En 1853, au moment où Samuel Keefer laissa le département des Travaux publics pour entrer au service du Grand Tronc du Canada, Legge le suivit. Travaillant à la construction de la ligne Montréal-Kingston, il fit aussi l’arpentage de la section Kingston-Brockville, et participa à la construction de celle de Cornwall. En 1856, Legge fut nommé directeur des travaux de génie pour l’achèvement de la partie sud du pont Victoria, à Montréal – pont qui était le projet le plus ambitieux du Grand Tronc. Il était nécessaire, en effet, qu’un pont de près de deux milles de long enjambât le Saint-Laurent pour relier les deux parties du réseau ferroviaire du Grand Tronc ; aussi James Hodges* avait-il commencé, en 1854, la construction d’un pont à partir de Pointe-Saint-Charles, sur l’île de Montréal, d’après les plans dressés par Thomas Coltrin Keefer*, Robert Stephenson et Alexander McKenzie Ross. Legge dirigea la construction des barrages et des batardeaux pour les butées, de même que l’érection de la structure tubulaire de la partie sud du pont ; il avait aussi la responsabilité des carrières de Pointe-Claire et du lac Champlain, au Vermont. Une fois achevé, le 30 novembre 1859, le pont Victoria était le plus long au monde ; pour rendre hommage aux ingénieurs qui avaient participé au projet, Legge écrivit A glance at the Victoria Bridge, and the men who built it (1860), ouvrage dans lequel il rapportait les nombreuses tribulations rencontrées pendant la construction.

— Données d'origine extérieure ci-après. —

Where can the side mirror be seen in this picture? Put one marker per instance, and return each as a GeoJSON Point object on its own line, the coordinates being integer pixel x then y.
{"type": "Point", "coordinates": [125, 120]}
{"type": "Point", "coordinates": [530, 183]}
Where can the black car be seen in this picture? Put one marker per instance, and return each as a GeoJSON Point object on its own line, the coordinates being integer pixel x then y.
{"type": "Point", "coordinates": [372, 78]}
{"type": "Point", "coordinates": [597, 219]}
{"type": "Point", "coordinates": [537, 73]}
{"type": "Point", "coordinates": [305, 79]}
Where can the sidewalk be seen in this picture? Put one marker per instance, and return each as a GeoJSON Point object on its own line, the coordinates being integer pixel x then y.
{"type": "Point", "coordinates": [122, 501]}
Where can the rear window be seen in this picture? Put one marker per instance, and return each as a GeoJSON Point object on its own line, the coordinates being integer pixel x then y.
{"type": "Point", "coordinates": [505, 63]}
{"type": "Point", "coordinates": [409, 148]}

Au cours de la décennie suivante, Legge mit sur pied une entreprise de consultation en génie civil, spécialisée dans les travaux d’amélioration portuaires et dans les projets d’exploitation de l’énergie hydraulique. En 1861, le président de la Commission du havre de Montréal, John Young*, l’incita à préparer un plan pour l’agrandissement du port de Montréal et pour la mise en exploitation de l’énergie hydraulique des rapides de Lachine. En très peu de temps, Legge mit au point deux brochures dans lesquelles il présentait un projet complet de grands bassins pour le port et d’un vaste système d’énergie hydraulique, combiné avec un aqueduc qui prendrait sa source au-dessus des rapides. Mais, à cause des problèmes économiques et politiques auxquels la Commission du havre de Montréal avait à faire face, ce projet ne fut jamais réalisé. En 1864, Legge publia une version réduite de son plan, destinée à des intérêts privés, mais il ne réussit pas davantage à voir adopter son projet. Subséquemment, il fut expert-conseil pour la mise en exploitation de l’énergie hydraulique à Chambly, à Saint-Jérôme et à Richmond, au Québec, et à Gananoque, en Ontario. Ses rapports, d’un style lisible, expliquaient clairement et en détail les aspects financiers et techniques des projets, décrivaient la topographie et les ressources de chaque région, et exposaient, en même temps que les possibilités d’exploitation de l’énergie hydraulique, les étapes à suivre pour sa mise en œuvre et les bénéfices d’ordre économique qui en résulteraient. Une des caractéristiques de ses rapports, c’était les différentes options, tant dans le domaine financier que dans celui du génie, qu’il soumettait à la considération des investisseurs éventuels.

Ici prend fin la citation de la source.